星野道夫著「イニュニック(生命)」
イニュニックとは、まったく聞きなれない言葉だが、エスキモー語で〔生命〕という意味だそうだ。星野は写真家であるとともに文章家だった。平明で透明感のある文章で、極北の地アラスカの原野に生きる動物とエスキモー、アラバスカン・インディアン、白人の友人たちを描く。この本の中でもっとも感じるのは一種の孤独感だ。一人で寂しいとかいう孤独ではなく、時間の中を旅する一個の生命として生きる動物であり、人間であることの孤独だ。彼の撮った写真の中では、さらに如実に生きることの厳しい孤独を感じる。高峰マッキンレーを背景に、手前には壮大な針葉樹の森とツンドラが広がり、湖畔にはぽつんとムースが佇んでいる。

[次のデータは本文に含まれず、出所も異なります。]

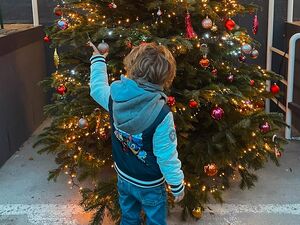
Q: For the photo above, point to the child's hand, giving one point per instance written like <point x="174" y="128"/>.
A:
<point x="96" y="51"/>
<point x="179" y="197"/>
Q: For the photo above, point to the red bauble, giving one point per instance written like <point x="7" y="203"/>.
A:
<point x="171" y="101"/>
<point x="211" y="169"/>
<point x="275" y="89"/>
<point x="193" y="104"/>
<point x="57" y="11"/>
<point x="230" y="24"/>
<point x="242" y="58"/>
<point x="230" y="78"/>
<point x="61" y="89"/>
<point x="214" y="72"/>
<point x="63" y="24"/>
<point x="47" y="39"/>
<point x="217" y="113"/>
<point x="265" y="127"/>
<point x="204" y="62"/>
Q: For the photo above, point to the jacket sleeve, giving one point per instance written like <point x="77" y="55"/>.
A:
<point x="165" y="150"/>
<point x="100" y="89"/>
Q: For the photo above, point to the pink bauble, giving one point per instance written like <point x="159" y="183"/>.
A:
<point x="217" y="113"/>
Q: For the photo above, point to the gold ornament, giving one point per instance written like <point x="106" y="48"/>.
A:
<point x="211" y="169"/>
<point x="197" y="212"/>
<point x="56" y="59"/>
<point x="214" y="28"/>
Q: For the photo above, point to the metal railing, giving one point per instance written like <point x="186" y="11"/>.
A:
<point x="289" y="83"/>
<point x="1" y="20"/>
<point x="35" y="12"/>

同様な主題で撮られたグリズリーを見ればそれが分かるだろう。
水草を食むムース。背景はマッキンレー。
子供を連れたムース。
壮大な風景の中を行くグリズリーの親子。
1996年、星野はテレビ番組の撮影のために訪れていた、カムチャッカ半島南部のクリル湖畔に設営したテントで就寝中に、ヒグマに襲われ死亡した。43歳だった。